2008-04

視察報告・15(2月29日のできごと)函館での閏日

2008年4月16日(水) 晴れ のち くもり

午前中はすこぶる天気が良かったので、本当は早急にやっつけねばならぬ仕事があったのだが仕方なく山へ行って<pukusa プクサ>ギョウジャニンニクを採ってきた。
ゆかいな仲間3軒分に楽しんでもらうくらいはGET!
午後は仕方なく、もとい張り切って仕事に励む。シーズンインを目前に控え、やらねばならぬことがたくさんあるのだ。
もっと早い時期から計画的に事を進めておけばいいんでないかい? ってえのは毎年この時期にこそ思うことである。
どう考えてもやらねばならぬことのほうが、限られた時間を上回っている。
学習能力ゼロ。

すみません、視察報告も延びるだけ延びており…。
でも、まもなく終わりますから。


2月29日(金)のできごと

車中泊がまったく苦痛でない<Kussharo Factory>のスタッフ。
とはいえ、駐車場所を探すのはたいへんなんである。最近は北海道内のみならず内地の方でも「道の駅」が整備されてきているので便利になったが、なまじ街中だとその頼りの道の駅がないのだ。
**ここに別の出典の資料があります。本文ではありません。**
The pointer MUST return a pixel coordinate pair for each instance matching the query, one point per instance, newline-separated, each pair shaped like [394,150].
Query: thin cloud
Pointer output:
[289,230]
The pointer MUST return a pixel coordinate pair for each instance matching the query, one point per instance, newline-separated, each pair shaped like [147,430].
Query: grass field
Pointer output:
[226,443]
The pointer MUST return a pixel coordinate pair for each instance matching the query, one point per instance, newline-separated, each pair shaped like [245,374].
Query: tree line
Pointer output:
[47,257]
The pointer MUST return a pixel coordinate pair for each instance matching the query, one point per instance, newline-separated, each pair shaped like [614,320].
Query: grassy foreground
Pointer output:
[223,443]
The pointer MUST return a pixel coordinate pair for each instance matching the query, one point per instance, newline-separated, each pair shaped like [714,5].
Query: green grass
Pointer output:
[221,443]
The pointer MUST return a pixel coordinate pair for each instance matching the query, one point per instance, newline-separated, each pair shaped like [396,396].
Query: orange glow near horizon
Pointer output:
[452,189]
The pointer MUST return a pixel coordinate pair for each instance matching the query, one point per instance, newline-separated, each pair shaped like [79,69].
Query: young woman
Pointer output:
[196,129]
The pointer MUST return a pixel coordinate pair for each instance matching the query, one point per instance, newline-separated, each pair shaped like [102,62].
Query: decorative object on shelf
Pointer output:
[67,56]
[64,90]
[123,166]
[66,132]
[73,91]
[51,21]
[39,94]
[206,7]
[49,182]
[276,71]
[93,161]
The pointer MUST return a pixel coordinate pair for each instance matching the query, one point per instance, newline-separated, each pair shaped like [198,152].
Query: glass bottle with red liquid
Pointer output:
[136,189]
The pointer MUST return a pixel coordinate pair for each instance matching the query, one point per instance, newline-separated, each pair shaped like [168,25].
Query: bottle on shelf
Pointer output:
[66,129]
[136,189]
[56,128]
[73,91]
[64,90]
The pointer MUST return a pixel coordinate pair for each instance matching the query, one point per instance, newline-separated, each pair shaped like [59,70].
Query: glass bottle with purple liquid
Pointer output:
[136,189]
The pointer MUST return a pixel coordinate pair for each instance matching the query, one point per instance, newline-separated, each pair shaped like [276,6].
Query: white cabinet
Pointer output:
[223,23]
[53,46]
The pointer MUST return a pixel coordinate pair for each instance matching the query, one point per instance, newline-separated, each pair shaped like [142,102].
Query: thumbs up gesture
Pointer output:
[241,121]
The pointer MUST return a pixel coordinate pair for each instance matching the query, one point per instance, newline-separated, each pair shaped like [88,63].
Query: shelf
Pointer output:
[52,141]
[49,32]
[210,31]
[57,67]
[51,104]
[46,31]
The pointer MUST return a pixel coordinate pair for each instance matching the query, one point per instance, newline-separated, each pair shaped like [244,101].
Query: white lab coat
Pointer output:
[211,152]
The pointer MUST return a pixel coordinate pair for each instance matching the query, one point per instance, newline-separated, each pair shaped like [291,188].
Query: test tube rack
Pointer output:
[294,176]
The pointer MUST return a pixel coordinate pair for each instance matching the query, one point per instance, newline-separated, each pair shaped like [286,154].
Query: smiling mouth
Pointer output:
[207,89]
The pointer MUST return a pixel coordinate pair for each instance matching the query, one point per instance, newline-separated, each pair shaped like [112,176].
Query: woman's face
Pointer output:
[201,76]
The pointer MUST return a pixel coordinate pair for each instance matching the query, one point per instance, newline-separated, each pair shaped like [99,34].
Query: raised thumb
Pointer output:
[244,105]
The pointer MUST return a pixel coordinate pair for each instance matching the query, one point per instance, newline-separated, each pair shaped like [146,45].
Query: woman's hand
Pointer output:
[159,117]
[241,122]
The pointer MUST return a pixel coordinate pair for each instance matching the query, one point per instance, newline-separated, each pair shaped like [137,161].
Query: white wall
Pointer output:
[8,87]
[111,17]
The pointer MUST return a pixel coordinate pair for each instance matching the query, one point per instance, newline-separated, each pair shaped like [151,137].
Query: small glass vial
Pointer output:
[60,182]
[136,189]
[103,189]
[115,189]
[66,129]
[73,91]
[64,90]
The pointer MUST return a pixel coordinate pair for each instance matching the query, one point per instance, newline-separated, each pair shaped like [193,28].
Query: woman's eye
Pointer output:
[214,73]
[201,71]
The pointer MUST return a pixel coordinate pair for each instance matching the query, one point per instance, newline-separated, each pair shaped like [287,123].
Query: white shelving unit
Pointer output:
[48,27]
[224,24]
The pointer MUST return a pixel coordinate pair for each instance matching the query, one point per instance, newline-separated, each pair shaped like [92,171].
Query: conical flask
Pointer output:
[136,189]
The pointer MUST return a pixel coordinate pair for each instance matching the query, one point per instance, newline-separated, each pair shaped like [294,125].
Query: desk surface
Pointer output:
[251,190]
やはりトイレだけは歩いて行ける距離にあってほしい。そんなフリーの駐車スペースを探してウロウロし、昨晩はやっと見つけた函館市内某所で眠りについたのだった。

夢うつつの中、なにやら人の声が聞こえる。それもかなり間近に。
だんだんと頭の中がクリアになっていくにつれ、それは現実のことだと思い知らされるのであった。

な、なんと!?
一人や二人の会話ではない。複数の人たちが<Kussharo Factory>の車を囲んで話し込んでいるカンジだ。
幸か不幸か、外気の寒さでガラスはびっしりと曇っており、外のようすを窺うことができない。見えない人の気配にビックリして吠え出しそうな看板犬をなだめすかし、沈黙を維持する。

果たして−。
ラジオの音まで流れ出した。り、理解できん。何事じゃ。時計の針はまだ6時を過ぎたばかりである。朝の6時といったらまだ暗く…はなかった。ぼけぼけの頭の中に場違いなくらい明るいけたたましい声が侵入してきた。
「今朝も元気にラジオ体操を始めましょう!」
…………。

4年に1度しか巡ってこないという日は、こうして劇的に幕を開けたのだった。


開館時間を待って、函館市北方民族資料館(大人1人300円)へ。
http://www.zaidan-hakodate.com/hoppominzoku/min.htm
エントランスには、コロポックルの像を囲むようにドドーンとアイヌ風俗絵巻が取り囲んでいた。
08041601

像だけは写真に撮っていいと言われたのだが。すみません、どうしても周りが写ってしまいまして…。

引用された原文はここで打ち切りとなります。